Russia supplies Syria with up-to-date military hardware, including sophisticated air-defense systems, in exchange for maintaining its only warm water military port in the Syrian city of Tartus. Assad told the Russian newspaper Izvestiya that all of Syria’s contracts with Russia are “being fulfilled.”
“What we have seen in Syria is the mutation of the conflict. It is no longer just an internal conflict between the Assad regime and the opposition. It’s a regional war by proxy and international conflict between the U.S. and Russia,” Gerges added.
Meanwhile, Hamish de Bretton-Gordon, a former commander of British biological and chemical counterterrorist forces, said he’s been studying the apparent attack and speaking with doctors and others in Damascus. Despite U.S. and British claims that most of the evidence from the attack will have been destroyed, degraded or tampered with, he believes that U.N. inspectors will be able to identify what chemical was used and who used it based on the recovery of the delivery systems employed. Other experts in the field of chemical warfare said that tissue samples collected will also provide important answers.

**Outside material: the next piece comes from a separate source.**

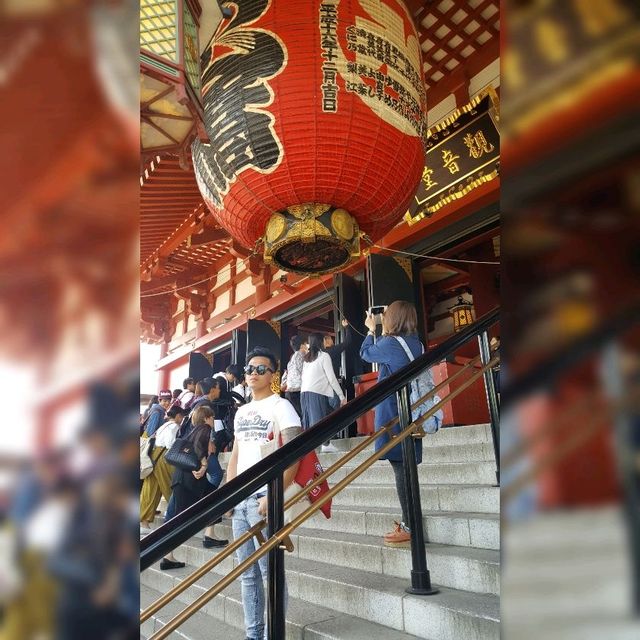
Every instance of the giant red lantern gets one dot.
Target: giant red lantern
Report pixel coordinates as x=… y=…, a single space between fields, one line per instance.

Diplomacy still possible, or military intervention inevitable?
Lord Mark Malloch Brown, the former U.N. deputy secretary general, postulated that if it is proved that Assad’s military carried out the attack, then “you have to assume that he has discounted the West and wants to expose the hollowness of its threats.”
Yet even in that instance, Malloch Brown and others believe a diplomatic solution to resolving the crisis is still possible.
The British Prime Minister David Cameron said he wants to put forward a “game-changing” U.N. resolution that would give the Syrian government “one last chance” to disarm.
Some analysts believe that perhaps the enormous pressures on all parties now brought on by the chemical weapons attacks might just force the government and the rebels towards a negotiated political settlement, with the latest speculation focusing on Geneva talks in October. But such a possibility would be upended in the event of Western military action.
The chairman of the U.S. Joint Chiefs of Staff, General Martin Dempsey, is in Jordan meeting with defense ministers from Western and Mideast allies to discuss the situation in Syria. Although the meeting was planned two months ago, it has taken on greater urgency since the chemical attack.
American Defense Secretary Chuck Hagel said Obama has been provided with a range of options for possible military intervention, including cruise-missile strikes on government targets. Meanwhile, U.S. naval forces have been repositioned in the Mediterranean and are on stand-by for a strike on Syria.
Other U.S. officials caution that targeted strikes could risk triggering a bloody escalation. Retaliatory attacks against the U.S. and its allies in the Mideast would push Washington to respond in kind and increase the chances of full-scale war.